Prevalence and Severity 

This study showed that sleep disturbances were significantly more common and more severe among long-term BCS (65%) compared with age-matched WWC (55%). The prevalence rate in this study was within the range of prior BCS studies that included questions about sleep. These studies found a wide range of 19%–90% of BCS7, 10, 13, 14, 15, 16, 17, 38 who complained of poor sleep or insomnia compared with 67% of WWC.15 Three of the BCS studies with lower prevalence rates had smaller sample sizes and used sleep measures that differed from this current study.10, 14, 16 The two studies with higher prevalence rates of 73%15 and 90%13 used the PSQI or a single-item assessment of sleep in BCS but again were limited by small sample sizes.15 In addition, one study focused only on BCS and WWC with hot flashes who lacked racial diversity,13 which may have influenced PSQI scores. The current study provided a more representative sample of BCS and WWC.

In the current study, the severity of sleep wake disturbances for BCS (M = 7.26) was within the range reported in prior BCS studies (range = 6.8–7.3).6, 7, 9, 15 However, the current study found that the severity of sleep-wake disturbances in WWC (M = 5.8) was lower compared with the previously reported means (n = 50, M = 6.77; and n = 15, M = 6.915). These data suggest that BCS experience more severe sleep-wake disturbances than WWC. The current study shows that prevalence and severity of sleep-wake disturbances are problematic even for long-term survivors. Sleep disturbances appear to be a problem for BCS well into survivorship.

Correlates 

Correlates of prevalence and severity of sleep-wake disturbances in BCS were slightly different from those in age-matched WWC. Previous studies found that 1) being female; 2) demographic or disease characteristics such as having breast cancer, currently taking endocrine therapy for breast cancer, race, age, socioeconomic factors, education, and marital status; or 3) menopausal status (singly or in combination) can contribute to sleep-wake disturbances.18, 39, 40, 41, 42, 43, 44, 45, 46, 47 Although this study found that being a BCS and having minority status were significantly related to sleep disturbances, no other demographic variables were significantly related to prevalence or severity of sleep-wake disturbances. Interestingly, although previous studies found that age contributes to sleep disturbances in noncancer populations,43, 48 age was not a significant variable in this study.
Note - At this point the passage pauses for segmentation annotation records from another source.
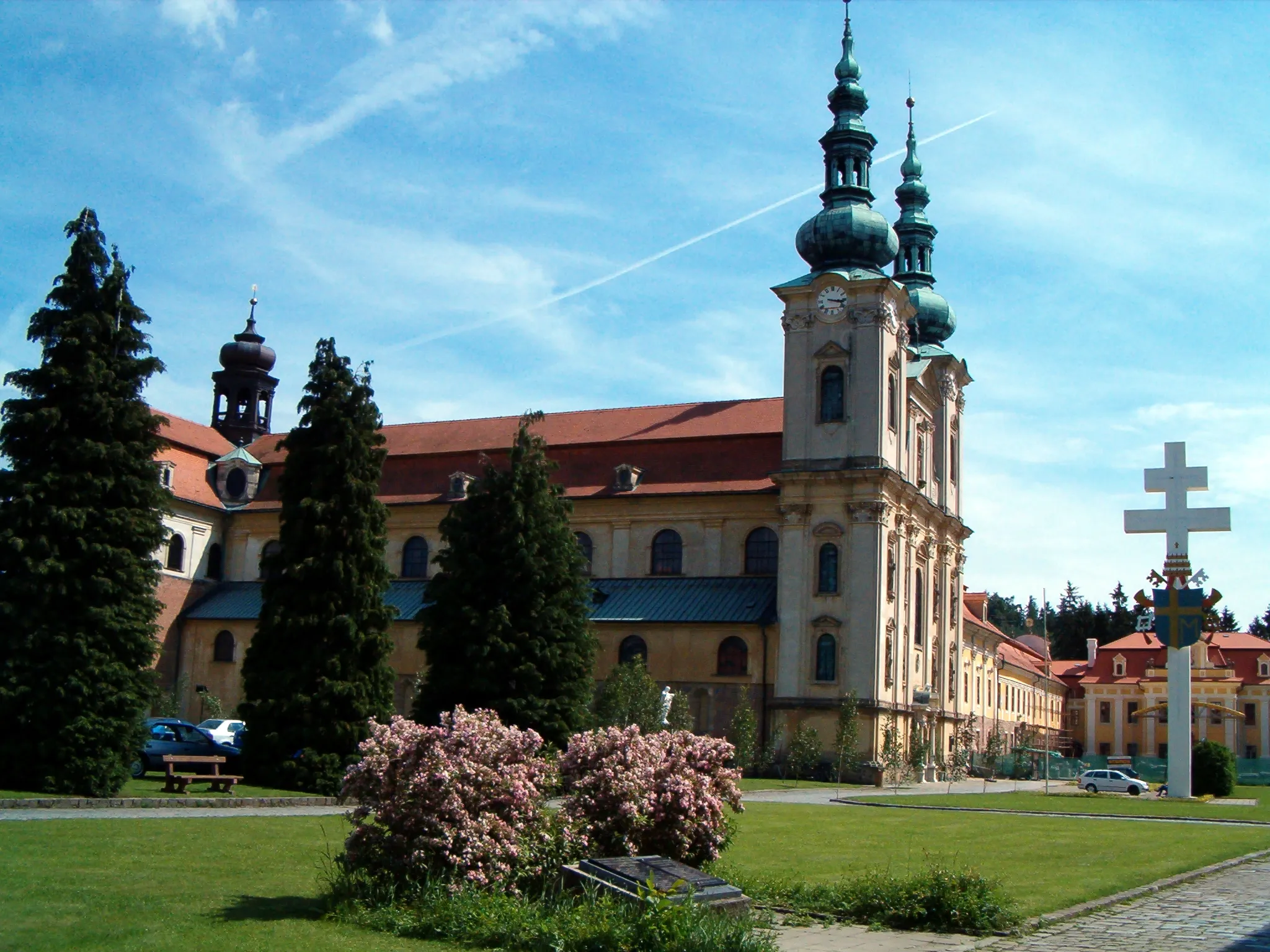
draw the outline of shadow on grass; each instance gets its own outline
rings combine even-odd
[[[226,923],[321,919],[325,906],[312,896],[237,896],[215,915]]]

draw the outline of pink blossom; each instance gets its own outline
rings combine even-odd
[[[493,711],[456,707],[439,727],[371,721],[362,759],[344,776],[358,806],[344,844],[354,868],[432,873],[486,886],[532,875],[550,824],[544,790],[555,768],[542,737]]]
[[[716,859],[729,835],[724,806],[743,809],[740,773],[726,765],[733,753],[690,731],[575,734],[560,758],[561,816],[593,854]]]

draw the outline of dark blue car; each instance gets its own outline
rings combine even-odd
[[[241,753],[229,744],[217,744],[204,731],[189,721],[175,717],[150,717],[145,722],[146,744],[137,751],[131,773],[135,779],[145,777],[146,770],[164,770],[165,754],[185,757],[224,757],[225,769],[221,773],[236,773],[237,758]],[[188,773],[187,768],[182,769]],[[207,770],[211,773],[211,769]],[[194,770],[198,773],[198,770]]]

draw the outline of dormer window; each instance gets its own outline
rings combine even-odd
[[[467,487],[475,481],[476,477],[466,472],[450,473],[450,495],[455,499],[467,499]]]
[[[644,471],[630,463],[620,463],[613,467],[613,489],[618,493],[631,493],[639,486]]]

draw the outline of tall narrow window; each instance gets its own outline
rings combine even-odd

The age range for BCS and WWC in this study was 27–80 years. Based on prior studies, it was expected that younger BCS and WWC might sleep better compared with older BCS and WWC. However, when evaluated with other variables, age did not predict prevalence or severity of poor sleep, suggesting that poor sleep was problematic across ages in both BCS and WWC.
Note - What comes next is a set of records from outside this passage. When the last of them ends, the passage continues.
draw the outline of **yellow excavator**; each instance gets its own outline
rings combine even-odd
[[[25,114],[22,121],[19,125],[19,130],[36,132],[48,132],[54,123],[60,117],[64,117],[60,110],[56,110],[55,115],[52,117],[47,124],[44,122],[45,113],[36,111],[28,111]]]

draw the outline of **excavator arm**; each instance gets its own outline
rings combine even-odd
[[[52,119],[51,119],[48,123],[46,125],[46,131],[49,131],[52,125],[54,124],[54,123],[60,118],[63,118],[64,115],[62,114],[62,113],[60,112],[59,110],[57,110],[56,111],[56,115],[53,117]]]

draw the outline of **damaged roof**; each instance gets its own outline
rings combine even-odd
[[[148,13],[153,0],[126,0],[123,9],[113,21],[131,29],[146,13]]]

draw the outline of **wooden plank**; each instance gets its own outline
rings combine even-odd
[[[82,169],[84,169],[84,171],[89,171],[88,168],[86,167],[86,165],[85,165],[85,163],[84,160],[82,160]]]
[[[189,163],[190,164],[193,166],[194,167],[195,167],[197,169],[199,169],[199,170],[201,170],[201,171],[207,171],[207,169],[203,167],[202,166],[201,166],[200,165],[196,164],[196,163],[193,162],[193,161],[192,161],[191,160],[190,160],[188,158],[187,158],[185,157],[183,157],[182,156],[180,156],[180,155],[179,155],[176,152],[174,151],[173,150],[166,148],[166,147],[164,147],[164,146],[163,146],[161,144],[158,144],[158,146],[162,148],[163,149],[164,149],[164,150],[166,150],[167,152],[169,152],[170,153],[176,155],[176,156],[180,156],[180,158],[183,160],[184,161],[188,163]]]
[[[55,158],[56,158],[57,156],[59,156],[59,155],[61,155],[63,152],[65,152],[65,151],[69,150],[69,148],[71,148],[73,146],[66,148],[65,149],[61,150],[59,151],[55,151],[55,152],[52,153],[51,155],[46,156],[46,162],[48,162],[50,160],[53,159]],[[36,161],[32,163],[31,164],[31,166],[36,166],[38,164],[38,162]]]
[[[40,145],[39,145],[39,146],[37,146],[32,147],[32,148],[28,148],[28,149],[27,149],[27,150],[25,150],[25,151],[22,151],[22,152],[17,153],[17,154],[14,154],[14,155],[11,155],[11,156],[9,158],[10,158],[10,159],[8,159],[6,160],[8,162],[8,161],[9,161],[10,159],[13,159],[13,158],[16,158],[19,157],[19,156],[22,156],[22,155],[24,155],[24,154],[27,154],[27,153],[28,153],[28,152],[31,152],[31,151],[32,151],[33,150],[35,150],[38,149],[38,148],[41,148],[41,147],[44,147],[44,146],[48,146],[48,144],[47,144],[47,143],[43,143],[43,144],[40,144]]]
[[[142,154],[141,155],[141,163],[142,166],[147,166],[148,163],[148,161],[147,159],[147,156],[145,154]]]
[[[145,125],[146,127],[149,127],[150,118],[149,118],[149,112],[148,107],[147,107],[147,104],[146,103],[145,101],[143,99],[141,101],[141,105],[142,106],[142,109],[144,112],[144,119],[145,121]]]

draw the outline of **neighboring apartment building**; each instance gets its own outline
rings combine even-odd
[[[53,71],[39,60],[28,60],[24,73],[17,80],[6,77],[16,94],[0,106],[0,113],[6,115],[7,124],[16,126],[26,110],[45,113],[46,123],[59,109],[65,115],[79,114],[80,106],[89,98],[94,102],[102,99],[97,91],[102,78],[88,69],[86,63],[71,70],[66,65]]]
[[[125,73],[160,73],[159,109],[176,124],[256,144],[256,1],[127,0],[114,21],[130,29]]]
An unexpected and interesting finding from this study was that minority BCS but not WWC were at higher risk for sleep-wake disturbances. In noncancer samples, it has been reported that minorities have greater sleep disturbances, worse sleep quality, and higher incidence of sleep apnea.49 Only one prior study reported that 49% of the African-American BCS had sleep problems based on a single-item question.16 However, no prior sleep studies in BCS looked at race as a correlate of sleep-wake disturbances; therefore, this study provides evidence that minority BCS should be considered at higher risk for sleep-wake disturbances.

Specific physiological correlates for BCS were found only for severity of sleep-wake disturbances. Results showed that BCS with more comorbid conditions and more residual effects of cancer had more severe sleep-wake disturbances. In terms of comorbid conditions, no previous studies that reported similar results were found. For cancer-related side effects, studies show that effects of treatment typically subside over time; however, some BCS experience residual effects that continue to negatively affect quality of life.50

Physiological correlates not specific to BCS (hot flashes and physical functioning) have been previously reported to affect sleep. For example, it is known that women with hot flashes report poor sleep.11, 51 BCS tend to have more severe and distressing hot flashes than WWC52, 53 related to the use of endocrine therapy for breast cancer; however, the majority of BCS in this study were not taking or had not taken endocrine therapy for breast cancer (67%), suggesting that hot flashes are a physiological problem that should be examined regardless of hormone treatment when assessing sleep for both BCS and WWC.

In addition, the level of physical activity has been shown to decrease during breast cancer treatment and into survivorship, contributing to sleep disturbances.54 Physical activity is important for maintenance of overall health. Although physical activity is not synonymous with physical functioning, altered functioning can lead to decreased activity. This study found that lower physical functioning significantly contributed to prevalence but not severity in BCS and to both prevalence and severity in WWC. Determining the reasons for lowered functioning (e.g., arthritic pain) will be helpful in future studies to maintain adequate physical activity during survivorship to promote sleep.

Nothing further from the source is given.